Hospitalizations in New York are expected to peak in about 45 days. It's a projection announced Tuesday by Gov. Andrew Cuomo that brings a deadline to the need to expand the state's capacity to handle the influx of patients. 

At minimum, New York will need to more than triple its capacity for intensive care unit beds and ventilators from 3,000 to at least 18,000. The worst case scenario: New York will have to respond to 37,000 ICU patients. 

Meanwhile, the state's capacity for hospital beds, currently capable of supporting 53,000 paitents, will have to expand to meet at least 55,000 patients and as many as 110,000 people sickened with coronavirus. 

"We're examining the entire hospital system," Cuomo said at a news briefing on Tuesday. "What is the maximum capacity per hospital? If Department of Health waives their special rules, how many people can you get into hospitals?"

Cuomo has urged the Army Corps of Engineers to provide New York with help to manage the expansion -- a proposal President Trump for the first time later in the day Tuesday appeared to be open to for the first time. 

Without the federal aid, New York is working with private sector businesses and unions to expand hospital capacity with the goal of reaching an additional 9,000 beds -- not nearly enough to handle the expected wave of patients. 
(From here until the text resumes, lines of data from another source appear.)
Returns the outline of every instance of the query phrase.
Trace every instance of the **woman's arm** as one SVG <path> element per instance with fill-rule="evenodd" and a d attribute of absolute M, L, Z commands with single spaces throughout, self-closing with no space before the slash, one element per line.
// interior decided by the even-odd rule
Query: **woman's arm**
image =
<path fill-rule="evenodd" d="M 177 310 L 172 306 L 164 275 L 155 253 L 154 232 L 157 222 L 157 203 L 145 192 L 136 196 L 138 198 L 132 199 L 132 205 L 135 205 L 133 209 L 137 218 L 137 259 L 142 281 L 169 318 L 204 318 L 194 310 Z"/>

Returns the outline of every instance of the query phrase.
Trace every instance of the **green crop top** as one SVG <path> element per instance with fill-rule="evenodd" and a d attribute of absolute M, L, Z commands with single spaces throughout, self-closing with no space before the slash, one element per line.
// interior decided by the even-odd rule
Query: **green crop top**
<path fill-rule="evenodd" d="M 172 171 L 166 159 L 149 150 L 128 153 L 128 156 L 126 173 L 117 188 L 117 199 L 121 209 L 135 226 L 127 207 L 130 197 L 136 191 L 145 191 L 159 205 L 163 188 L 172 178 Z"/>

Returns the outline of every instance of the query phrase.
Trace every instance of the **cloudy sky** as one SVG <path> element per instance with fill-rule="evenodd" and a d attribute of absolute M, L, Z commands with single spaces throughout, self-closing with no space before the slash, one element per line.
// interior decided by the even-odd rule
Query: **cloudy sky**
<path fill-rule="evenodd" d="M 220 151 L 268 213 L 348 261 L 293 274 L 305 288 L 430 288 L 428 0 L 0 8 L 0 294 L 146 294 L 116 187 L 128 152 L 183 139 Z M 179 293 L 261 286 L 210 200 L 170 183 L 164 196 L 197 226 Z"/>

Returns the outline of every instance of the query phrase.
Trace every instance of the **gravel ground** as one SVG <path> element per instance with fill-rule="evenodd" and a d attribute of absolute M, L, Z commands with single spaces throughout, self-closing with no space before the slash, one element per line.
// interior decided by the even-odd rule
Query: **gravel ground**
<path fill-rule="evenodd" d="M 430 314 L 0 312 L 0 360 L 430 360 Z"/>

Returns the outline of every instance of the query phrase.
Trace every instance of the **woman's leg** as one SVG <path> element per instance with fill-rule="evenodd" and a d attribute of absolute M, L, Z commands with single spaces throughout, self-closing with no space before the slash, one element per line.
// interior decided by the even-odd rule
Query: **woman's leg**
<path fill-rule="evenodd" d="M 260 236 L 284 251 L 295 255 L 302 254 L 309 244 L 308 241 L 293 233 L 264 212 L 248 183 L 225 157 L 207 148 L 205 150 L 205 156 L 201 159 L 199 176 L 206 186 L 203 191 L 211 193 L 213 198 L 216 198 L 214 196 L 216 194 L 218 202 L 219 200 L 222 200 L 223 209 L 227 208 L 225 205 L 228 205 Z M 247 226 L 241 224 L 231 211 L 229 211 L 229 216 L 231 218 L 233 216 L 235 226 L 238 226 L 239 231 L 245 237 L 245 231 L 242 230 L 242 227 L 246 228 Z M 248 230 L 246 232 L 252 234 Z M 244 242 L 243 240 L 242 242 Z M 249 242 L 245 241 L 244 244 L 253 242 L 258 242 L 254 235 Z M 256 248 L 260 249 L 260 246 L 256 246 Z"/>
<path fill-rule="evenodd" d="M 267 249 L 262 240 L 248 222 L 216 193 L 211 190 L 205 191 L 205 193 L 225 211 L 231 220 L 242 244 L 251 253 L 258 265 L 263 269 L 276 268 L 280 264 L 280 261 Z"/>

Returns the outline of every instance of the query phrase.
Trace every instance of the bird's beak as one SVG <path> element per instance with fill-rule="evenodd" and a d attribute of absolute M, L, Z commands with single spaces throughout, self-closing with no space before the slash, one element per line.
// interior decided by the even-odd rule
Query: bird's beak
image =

Cuomo said New York officials will continue to work to "flatten the curve" -- the expected wave of hospitalizations -- by reducing the ability of people to gather in large groups. New York has closed schools, restaurants, bars and gyms and is banning gatherings of 50 or more people.

More restrictions are likely to come in the near term, Cuomo said. 

"To reduce the density, it's possible we will be doing more dramatic closings," Cuomo said. "Not today, but I'm talking to the other governors in the other states." 

There are now more than 1,300 confirmed cases of the virus in New York and the hospitalization rate is at 19 percent of those cases.